ADAM9 deficiency mediates KRAS related pathways in pancreatic cancer cells. ADAM9 deficiency mediates KRAS related pathways in pancreatic cancer cells

Kirsten rat sarcoma virus (KRAS) signaling drives pancreatic ductal adenocarcinoma (PDAC) malignancy, which is an unmet clinical need. Here we identify a disintegrin and metalloproteinase domain 9 (ADAM9) as a modulator of PDAC progression via stabilization of wild-type and mutant KRAS proteins. Mechanistically, ADAM9 loss increases the interaction of KRAS with plasminogen activator inhibitor-1 (PAI-1), which functions as a selective autophagy receptor in conjunction with LC3, triggering the lysosomal degradation of KRAS. Suppression of ADAM9 by a small molecule inhibitor restricts disease progression in spontaneous models, and the combination with gemcitabine elicits dramatic regression of patient-derived tumors. Our findings provide a promising strategy to target the KRAS signaling cascade and demonstrate a potential modality to enhance sensitivity to chemotherapy in PDAC. Overall design: Comparative gene expression profiling analysis of RNA-seq data for Pan18 cells and its ADAM9 KO derivatives (ADAM9 WT and ADAM9 KO).

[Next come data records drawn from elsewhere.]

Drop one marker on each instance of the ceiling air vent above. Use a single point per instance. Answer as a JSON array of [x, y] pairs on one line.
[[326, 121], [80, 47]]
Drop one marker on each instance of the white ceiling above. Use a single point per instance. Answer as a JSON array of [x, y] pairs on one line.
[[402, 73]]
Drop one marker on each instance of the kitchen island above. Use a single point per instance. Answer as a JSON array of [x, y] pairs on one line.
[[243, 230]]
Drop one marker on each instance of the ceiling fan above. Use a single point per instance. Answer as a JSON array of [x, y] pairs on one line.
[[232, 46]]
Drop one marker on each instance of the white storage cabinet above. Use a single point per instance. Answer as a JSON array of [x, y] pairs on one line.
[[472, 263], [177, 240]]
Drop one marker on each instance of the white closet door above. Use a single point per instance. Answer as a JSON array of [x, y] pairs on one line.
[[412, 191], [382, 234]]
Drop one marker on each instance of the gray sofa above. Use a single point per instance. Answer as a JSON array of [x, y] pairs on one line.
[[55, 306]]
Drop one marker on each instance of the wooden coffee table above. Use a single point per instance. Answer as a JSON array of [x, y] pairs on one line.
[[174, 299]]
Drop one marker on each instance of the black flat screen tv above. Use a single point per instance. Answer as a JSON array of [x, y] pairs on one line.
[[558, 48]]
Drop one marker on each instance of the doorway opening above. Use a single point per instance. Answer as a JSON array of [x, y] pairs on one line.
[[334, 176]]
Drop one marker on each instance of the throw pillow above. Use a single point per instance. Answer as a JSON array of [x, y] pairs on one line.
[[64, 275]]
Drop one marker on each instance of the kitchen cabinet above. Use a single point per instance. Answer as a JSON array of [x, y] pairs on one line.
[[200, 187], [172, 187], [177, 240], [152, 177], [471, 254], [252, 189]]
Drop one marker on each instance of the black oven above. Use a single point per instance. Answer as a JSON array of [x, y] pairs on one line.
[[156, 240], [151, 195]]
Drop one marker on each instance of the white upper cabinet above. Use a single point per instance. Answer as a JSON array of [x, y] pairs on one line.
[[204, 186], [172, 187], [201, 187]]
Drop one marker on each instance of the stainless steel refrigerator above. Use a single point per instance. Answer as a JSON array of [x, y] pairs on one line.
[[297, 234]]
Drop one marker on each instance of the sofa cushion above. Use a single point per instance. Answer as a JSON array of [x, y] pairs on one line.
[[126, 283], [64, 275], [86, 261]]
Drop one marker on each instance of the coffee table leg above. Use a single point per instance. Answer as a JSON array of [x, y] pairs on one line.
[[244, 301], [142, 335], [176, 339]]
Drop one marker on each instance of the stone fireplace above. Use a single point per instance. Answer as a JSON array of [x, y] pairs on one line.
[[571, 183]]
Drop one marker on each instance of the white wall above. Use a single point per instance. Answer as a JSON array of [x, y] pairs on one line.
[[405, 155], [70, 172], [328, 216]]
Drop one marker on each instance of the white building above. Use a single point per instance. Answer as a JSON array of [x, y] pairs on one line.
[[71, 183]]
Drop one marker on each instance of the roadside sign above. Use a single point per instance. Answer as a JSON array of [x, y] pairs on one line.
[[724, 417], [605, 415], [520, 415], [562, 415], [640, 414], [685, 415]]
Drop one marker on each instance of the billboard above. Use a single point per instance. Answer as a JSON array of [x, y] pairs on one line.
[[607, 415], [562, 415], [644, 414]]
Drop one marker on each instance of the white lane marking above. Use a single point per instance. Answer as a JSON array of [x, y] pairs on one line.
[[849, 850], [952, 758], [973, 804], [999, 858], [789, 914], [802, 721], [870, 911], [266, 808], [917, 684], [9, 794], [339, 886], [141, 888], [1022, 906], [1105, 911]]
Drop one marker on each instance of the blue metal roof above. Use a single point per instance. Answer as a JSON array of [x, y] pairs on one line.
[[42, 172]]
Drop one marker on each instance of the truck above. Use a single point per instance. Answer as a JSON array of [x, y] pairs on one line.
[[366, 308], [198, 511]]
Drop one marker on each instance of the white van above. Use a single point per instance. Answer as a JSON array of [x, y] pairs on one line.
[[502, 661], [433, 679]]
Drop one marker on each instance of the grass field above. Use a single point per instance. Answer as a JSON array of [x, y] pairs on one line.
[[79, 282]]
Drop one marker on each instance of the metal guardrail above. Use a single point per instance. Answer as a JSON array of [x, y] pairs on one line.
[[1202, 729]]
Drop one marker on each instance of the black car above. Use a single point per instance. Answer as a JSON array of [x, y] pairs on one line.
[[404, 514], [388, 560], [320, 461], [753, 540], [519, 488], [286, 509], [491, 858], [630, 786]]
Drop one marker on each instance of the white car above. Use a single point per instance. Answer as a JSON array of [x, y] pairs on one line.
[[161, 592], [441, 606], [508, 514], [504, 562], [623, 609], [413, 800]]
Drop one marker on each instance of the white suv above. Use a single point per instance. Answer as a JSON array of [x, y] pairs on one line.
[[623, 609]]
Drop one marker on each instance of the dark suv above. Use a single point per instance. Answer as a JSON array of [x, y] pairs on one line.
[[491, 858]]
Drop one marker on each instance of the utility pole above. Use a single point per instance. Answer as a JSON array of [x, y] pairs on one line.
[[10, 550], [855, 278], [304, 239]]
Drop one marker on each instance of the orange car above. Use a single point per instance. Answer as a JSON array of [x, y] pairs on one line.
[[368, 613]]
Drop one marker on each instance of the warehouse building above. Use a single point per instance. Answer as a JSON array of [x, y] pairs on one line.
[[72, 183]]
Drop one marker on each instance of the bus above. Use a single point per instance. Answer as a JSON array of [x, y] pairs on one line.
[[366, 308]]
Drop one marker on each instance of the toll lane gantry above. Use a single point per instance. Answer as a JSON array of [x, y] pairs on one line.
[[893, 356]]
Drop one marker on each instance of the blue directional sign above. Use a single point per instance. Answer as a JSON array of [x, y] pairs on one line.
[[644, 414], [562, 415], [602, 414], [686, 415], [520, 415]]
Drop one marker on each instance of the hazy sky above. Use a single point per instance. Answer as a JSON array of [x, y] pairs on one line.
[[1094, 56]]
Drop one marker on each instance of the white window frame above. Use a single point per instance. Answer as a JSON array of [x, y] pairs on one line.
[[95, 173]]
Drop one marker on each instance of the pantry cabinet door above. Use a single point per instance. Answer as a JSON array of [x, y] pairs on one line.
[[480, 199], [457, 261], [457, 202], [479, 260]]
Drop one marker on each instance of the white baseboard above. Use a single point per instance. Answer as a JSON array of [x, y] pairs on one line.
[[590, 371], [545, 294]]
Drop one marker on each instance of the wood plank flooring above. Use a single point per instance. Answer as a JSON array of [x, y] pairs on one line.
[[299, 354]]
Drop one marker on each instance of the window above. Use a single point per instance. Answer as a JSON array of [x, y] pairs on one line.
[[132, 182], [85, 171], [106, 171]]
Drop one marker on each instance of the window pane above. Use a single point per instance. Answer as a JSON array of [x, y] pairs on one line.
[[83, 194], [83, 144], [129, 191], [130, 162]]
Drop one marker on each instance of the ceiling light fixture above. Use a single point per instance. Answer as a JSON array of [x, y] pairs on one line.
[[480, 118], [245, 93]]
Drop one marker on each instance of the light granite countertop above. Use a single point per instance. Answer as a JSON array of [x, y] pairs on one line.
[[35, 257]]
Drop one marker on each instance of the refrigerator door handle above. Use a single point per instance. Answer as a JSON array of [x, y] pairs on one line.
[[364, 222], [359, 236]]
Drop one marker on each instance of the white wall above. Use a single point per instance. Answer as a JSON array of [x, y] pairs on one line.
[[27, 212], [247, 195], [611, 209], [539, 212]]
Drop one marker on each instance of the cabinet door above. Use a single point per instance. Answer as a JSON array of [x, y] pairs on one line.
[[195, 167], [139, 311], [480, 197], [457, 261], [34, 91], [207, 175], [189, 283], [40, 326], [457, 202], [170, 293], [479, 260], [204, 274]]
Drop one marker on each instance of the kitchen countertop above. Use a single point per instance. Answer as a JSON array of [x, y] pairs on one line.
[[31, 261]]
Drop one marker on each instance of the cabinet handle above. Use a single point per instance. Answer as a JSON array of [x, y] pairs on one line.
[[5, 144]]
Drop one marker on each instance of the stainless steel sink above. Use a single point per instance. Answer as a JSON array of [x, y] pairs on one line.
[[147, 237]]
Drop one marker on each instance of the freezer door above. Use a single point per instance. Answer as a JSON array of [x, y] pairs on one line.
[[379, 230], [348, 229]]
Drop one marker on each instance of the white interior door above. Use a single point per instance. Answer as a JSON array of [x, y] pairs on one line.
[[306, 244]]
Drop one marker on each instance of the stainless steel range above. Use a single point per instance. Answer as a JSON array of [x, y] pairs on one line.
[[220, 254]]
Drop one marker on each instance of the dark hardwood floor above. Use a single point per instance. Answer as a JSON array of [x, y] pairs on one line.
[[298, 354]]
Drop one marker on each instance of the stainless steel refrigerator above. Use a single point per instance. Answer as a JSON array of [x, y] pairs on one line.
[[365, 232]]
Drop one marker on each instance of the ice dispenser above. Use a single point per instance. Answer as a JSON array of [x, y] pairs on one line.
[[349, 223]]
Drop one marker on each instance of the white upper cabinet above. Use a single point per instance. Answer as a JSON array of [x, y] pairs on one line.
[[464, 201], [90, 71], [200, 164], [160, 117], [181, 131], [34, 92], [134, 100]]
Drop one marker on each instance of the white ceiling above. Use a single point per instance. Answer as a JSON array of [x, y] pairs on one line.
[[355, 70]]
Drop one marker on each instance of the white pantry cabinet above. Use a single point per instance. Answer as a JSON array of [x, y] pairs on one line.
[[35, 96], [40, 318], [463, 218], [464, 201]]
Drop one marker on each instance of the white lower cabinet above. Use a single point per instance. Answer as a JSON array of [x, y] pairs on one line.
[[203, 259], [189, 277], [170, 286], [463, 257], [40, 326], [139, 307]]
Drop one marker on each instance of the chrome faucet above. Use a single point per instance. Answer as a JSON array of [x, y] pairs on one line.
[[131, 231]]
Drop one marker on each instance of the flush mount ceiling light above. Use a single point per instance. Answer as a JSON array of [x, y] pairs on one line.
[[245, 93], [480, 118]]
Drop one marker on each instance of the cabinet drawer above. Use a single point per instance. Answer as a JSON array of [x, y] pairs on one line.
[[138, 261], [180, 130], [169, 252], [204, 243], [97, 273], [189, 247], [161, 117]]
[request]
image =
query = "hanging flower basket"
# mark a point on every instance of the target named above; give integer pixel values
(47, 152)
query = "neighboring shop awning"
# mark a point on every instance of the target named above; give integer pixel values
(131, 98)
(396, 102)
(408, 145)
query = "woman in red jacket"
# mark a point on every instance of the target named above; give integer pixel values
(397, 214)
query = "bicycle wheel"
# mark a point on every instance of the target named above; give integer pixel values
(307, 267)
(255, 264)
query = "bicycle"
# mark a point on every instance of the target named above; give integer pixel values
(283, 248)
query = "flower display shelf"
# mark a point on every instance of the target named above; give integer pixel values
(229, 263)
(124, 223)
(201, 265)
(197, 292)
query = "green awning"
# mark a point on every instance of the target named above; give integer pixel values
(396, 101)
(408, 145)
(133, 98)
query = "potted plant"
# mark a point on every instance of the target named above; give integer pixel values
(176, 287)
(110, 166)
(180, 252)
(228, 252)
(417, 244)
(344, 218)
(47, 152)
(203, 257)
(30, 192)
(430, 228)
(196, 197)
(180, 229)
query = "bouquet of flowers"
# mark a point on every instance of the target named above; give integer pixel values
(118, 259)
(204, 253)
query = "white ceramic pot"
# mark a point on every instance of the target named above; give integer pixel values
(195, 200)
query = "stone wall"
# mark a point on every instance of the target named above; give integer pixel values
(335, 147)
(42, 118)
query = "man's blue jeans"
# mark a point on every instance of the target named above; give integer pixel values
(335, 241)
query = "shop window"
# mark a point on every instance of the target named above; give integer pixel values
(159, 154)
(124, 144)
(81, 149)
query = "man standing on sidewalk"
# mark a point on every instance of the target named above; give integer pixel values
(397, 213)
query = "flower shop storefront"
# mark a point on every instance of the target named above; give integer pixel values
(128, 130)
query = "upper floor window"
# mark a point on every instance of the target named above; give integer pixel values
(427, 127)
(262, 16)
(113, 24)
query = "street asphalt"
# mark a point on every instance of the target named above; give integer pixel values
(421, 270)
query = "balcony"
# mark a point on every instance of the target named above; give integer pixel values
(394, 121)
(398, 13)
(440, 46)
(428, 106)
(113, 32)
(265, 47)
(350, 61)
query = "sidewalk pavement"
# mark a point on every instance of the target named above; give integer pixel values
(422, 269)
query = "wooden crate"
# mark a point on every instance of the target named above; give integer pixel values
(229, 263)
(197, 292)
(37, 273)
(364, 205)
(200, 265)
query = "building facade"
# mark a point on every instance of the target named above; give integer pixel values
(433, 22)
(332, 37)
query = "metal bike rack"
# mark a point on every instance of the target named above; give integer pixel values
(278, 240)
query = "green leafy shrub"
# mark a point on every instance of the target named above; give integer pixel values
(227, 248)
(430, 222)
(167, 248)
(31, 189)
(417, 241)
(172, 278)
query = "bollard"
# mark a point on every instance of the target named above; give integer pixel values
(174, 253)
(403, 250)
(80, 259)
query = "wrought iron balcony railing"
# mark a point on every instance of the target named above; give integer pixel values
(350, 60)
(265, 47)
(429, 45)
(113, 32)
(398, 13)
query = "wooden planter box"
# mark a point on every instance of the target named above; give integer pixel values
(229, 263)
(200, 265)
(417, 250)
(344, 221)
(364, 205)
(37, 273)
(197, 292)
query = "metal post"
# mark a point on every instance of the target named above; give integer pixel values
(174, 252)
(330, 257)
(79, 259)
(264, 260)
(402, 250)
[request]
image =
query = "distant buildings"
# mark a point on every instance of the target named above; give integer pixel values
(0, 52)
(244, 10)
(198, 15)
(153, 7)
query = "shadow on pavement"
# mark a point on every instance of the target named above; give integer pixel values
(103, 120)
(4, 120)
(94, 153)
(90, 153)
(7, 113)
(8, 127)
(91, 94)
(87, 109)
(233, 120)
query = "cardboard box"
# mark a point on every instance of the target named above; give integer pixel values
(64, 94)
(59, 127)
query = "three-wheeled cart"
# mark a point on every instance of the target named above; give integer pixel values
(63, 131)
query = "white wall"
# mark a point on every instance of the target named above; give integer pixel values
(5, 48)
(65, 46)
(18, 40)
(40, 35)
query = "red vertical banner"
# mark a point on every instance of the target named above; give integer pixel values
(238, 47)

Kirsten大鼠肉瘤病毒（KRAS）信号通路驱动胰腺导管腺癌（PDAC）的恶性进展，该领域目前仍存在未被满足的临床需求。本研究鉴定出解整合素金属蛋白酶域9（ADAM9）可通过稳定野生型与突变型KRAS蛋白，调控胰腺导管腺癌的进程。机制层面，ADAM9缺失会增强KRAS与纤溶酶原激活物抑制剂-1（PAI-1）的相互作用；PAI-1可与微管相关蛋白1轻链3（LC3）协同作为选择性自噬受体，进而触发KRAS的溶酶体降解。采用小分子抑制剂抑制ADAM9，可限制自发肿瘤模型中的疾病进展；若联合吉西他滨（gemcitabine），则可显著诱导患者来源肿瘤的消退。本研究结果为靶向KRAS信号通路级联反应提供了极具前景的策略，并证实了一种可增强胰腺导管腺癌化疗敏感性的潜在手段。实验设计：对Pan18细胞及其ADAM9敲除衍生物（ADAM9 WT与ADAM9 KO）的RNA测序（RNA-seq）数据开展比较基因表达谱分析。